Am I going to stand up and say there will be no accidents? Of course not. It could be pretty confusing at the beginning (although people said the same thing about the move to 3rd and 4th, and I'll be damned but I honestly think it runs BETTER that way so far), but just like when the original mall was built, confusion will fade. Of course I'm not forced to prove it won't be dangerous; what I'd like to know is what--besides fearful, unnamed bus drivers--proves it will be, as he so categorically states.

One of the best features of light rail is where riders come from. The Tuscon project linked above indicated a fairly consistent 30% share coming from car drivers choosing to use rail (whereas bus riders often have no other choice). Portland is actually kind of spoiled; in other towns I've been in it's nowhere near as socially acceptable to be a bus rider by choice. It's true for Portland Metro in spots too; the service for Lake Oswego's 30,000 people is among the most dismal of any area TriMet covers--and they say it's because no one will ride it. But you bet your ass the downtown Oswegans will line up for a smooth streetcar ride into town. Actually, I was a little disappointed to see Charles fail to tee up one of the most popular canards of the anti-rail railers, that rail increases congestion. Seat for seat, nothing takes cars off the road like rail, so you do the math.
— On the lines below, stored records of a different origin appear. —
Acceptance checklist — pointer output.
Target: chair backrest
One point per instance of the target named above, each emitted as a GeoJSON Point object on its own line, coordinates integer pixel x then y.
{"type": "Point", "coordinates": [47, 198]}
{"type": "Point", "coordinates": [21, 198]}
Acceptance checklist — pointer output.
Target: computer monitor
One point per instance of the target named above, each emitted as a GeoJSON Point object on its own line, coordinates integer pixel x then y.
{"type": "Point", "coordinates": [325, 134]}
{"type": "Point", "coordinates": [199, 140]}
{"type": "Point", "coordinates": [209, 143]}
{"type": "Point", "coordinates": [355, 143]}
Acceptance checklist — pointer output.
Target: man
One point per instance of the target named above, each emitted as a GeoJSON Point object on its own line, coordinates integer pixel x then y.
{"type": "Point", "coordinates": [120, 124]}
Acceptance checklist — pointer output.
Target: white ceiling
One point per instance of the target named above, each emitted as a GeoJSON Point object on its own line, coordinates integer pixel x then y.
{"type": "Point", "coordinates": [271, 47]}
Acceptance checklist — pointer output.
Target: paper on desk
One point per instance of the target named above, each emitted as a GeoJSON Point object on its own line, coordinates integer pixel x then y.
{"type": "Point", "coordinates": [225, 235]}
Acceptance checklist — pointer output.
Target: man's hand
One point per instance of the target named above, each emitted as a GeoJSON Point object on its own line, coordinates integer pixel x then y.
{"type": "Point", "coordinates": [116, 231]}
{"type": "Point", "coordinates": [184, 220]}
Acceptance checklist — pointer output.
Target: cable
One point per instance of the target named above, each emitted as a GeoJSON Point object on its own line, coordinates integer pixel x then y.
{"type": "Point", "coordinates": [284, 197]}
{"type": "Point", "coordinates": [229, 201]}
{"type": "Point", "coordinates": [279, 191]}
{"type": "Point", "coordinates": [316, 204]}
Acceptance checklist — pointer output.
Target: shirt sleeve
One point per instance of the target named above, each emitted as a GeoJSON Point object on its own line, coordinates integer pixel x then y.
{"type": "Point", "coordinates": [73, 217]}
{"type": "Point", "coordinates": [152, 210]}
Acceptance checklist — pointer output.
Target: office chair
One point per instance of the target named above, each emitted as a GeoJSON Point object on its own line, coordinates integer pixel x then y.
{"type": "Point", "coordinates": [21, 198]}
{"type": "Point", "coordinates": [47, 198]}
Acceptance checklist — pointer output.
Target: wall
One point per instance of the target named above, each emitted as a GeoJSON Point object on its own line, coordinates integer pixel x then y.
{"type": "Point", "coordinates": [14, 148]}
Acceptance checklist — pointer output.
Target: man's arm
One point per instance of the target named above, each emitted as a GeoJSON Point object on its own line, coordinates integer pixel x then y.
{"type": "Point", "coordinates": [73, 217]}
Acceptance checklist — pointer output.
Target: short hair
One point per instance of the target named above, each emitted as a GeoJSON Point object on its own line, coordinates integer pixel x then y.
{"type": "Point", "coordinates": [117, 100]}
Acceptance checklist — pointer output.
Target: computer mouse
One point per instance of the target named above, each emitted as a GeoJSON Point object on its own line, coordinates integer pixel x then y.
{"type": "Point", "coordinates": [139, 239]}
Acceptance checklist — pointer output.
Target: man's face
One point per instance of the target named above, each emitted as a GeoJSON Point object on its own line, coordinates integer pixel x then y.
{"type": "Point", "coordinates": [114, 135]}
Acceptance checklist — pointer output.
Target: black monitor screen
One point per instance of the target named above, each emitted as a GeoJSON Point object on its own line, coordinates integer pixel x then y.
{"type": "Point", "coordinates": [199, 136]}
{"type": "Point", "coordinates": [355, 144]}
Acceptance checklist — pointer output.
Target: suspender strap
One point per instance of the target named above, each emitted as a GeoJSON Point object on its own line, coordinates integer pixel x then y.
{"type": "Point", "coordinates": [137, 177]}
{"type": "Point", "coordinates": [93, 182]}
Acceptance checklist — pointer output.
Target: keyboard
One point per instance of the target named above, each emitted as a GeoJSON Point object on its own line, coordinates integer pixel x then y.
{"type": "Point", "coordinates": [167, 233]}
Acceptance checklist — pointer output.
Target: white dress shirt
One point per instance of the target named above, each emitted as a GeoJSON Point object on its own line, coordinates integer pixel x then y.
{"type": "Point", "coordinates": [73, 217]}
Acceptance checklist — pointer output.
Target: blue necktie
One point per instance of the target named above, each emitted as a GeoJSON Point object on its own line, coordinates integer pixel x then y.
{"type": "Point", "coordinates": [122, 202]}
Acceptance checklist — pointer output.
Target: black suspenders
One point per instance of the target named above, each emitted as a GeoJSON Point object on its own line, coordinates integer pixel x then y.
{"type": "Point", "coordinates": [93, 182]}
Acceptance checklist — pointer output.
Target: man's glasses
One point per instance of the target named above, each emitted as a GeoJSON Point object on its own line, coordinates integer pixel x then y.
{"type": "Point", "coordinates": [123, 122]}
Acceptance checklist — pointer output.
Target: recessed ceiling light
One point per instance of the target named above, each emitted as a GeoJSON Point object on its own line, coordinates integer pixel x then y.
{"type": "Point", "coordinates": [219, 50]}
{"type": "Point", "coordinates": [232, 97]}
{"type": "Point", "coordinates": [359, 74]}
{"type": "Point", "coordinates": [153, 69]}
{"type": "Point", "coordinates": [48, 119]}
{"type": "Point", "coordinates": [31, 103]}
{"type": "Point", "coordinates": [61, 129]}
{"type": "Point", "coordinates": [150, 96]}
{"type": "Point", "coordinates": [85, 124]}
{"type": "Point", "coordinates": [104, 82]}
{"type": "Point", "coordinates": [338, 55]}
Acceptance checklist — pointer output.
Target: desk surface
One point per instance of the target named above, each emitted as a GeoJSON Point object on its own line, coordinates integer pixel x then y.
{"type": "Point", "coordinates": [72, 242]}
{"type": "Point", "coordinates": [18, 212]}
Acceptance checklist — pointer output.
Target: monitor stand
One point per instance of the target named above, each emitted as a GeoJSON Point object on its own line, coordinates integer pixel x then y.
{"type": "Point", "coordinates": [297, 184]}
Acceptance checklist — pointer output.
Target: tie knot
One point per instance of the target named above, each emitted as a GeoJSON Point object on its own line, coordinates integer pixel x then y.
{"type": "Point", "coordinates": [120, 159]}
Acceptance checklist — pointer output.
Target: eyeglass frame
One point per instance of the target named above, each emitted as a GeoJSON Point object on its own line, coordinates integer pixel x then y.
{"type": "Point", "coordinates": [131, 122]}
Let's go back one more time to what he did tee up:
TriMet will be spending more than $200 million for this project, despite the fact that rail is rapidly losing market share. According to a recent employer survey, light-rail’s share of downtown commute trips dropped by 29% over the past 5 years, despite the addition of two new rail lines during that period.
That last bit is correct as far as it goes, although you can see from comparing the years that the ridership share fluctuated back and forth, hitting the exact same rate in 2004 as in 2001, before dropping in 2005. Even then, the figure used is for the downtown commute share only, which is hardly indicative of the full extent of rail usage (I've done enough MAX rides to PGE Park to prove that).

You know Charles was fishing for a convenient number, because he used such a bizarrely narrow way to view ridership comparisons. There are all kinds of comparative measures, and TriMet made a nice little graph so you could compare them {pdf}, on page four. And you know what? From '01 to '06, the "market share" for rail vs buses was up in each of these categories:
  • vehicle hours
  • revenue hours
  • vehicle miles
  • revenue miles
  • passenger miles
  • originating riders
  • and boarding riders--usually by 50% or more.
Ah, but that's just flimsy data--actual recorded ridership, mileage and revenue. Charles has a business survey that debunks all that in one tangentially worded question!

C'mon, John. Don't waste our time with that premature ejaculate of a column. You should know better after (correctly, to an extent) calling out Portland's Kyoto numbers. That was an honest mistake in a still-remarkable result. What you write in your latest column is misleadingly stated at best, totally unsupported and contradicted by the actual literature at worst. Booo.